Sonnet 4.6は、ステップ1あたりで脱落します。その記録は失敗のメモやあやふやな推測(例:「prcではなくprc_usdかも?」)の羅列になり、以前のメモを参照することは稀です。パフォーマンスを上げるには、タスク固有のメモリ指示が必要になります。

Opus 4.7は、ステップ3あたりで止まります。不確実な点にフラグを立てたスキーマ参照(例:「prcはセント単位の可能性あり。要確認」)を作成しますが、検証の網羅率は低く、質問の7〜33%にとどまりました(中央値は約17%)。
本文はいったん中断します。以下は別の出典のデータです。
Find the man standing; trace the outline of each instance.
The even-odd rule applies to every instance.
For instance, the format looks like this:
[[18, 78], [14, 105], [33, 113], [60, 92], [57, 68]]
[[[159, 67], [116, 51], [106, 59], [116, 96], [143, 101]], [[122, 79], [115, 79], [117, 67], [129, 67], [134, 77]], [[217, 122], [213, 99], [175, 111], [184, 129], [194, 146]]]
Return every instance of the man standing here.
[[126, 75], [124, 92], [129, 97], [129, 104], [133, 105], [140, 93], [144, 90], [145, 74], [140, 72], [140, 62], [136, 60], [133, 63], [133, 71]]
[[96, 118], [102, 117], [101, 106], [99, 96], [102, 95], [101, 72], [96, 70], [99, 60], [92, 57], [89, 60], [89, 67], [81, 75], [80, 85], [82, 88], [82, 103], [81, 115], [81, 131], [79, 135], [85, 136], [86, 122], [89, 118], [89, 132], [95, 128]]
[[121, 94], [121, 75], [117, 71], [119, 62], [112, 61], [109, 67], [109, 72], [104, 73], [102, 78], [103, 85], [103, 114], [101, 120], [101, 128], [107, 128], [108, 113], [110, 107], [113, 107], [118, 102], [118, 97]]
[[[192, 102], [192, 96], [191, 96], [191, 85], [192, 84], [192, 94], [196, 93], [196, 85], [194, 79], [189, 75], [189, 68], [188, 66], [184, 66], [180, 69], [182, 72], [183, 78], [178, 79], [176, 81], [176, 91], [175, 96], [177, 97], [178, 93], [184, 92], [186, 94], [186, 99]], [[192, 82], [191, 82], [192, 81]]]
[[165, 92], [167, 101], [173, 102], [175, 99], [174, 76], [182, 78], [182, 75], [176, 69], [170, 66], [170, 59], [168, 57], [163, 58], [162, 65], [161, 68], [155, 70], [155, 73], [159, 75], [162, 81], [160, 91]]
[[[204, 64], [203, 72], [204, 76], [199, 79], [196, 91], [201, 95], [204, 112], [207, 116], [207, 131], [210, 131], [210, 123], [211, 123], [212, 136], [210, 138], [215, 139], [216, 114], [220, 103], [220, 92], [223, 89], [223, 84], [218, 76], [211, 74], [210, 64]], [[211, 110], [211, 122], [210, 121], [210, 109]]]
Fable 5は、このプロセスを最後までやり遂げる傾向があります。最も優れた実行結果では、検証網羅率は73%(30問中22問)に達し、学んだ内容を将来のタスクに役立つ一般的なルールへと抽出していました。

まとめ

Fable 5を直接プロンプトで細かくコントロールしようとするよりも、環境からのフィードバック(/goalやOutcomesなど)に応じてモデルが自己修正し、自らコンテキストを管理(メモリ経由など)できるような「ループ」を設計する方が、多くの場合で良い結果が得られます。

今回ご紹介したのは私が行った小規模な実験のいくつかに過ぎませんが、難しいタスクでFable 5を試し、自己修正やメモリのためのループを活用してみる価値は十分にあります。
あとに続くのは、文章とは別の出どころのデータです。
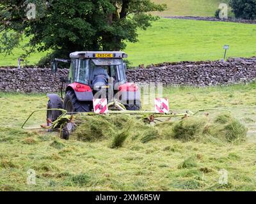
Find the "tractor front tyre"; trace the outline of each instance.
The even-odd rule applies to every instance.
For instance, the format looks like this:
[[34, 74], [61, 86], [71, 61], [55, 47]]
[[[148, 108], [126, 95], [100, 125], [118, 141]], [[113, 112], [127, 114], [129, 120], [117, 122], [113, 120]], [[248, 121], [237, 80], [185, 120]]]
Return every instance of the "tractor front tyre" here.
[[140, 110], [141, 105], [140, 101], [134, 101], [134, 104], [125, 105], [127, 110]]
[[79, 101], [74, 91], [68, 91], [63, 101], [63, 108], [68, 113], [89, 112], [92, 111], [92, 105], [89, 101]]

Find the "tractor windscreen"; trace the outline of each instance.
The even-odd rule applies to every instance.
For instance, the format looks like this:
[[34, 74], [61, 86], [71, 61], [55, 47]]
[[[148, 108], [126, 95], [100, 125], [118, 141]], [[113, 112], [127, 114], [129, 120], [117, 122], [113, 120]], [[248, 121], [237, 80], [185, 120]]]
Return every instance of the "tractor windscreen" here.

詳細については当社のドキュメントを参照するか、最新バージョンのClaude Codeに尋ねてみてください。組み込みの /claude-api スキルを使って、Fable 5(プロンプティングのベストプラクティスなど)、/goal、Claude Managed Agents、その他のAPI機能について教えてくれるはずです。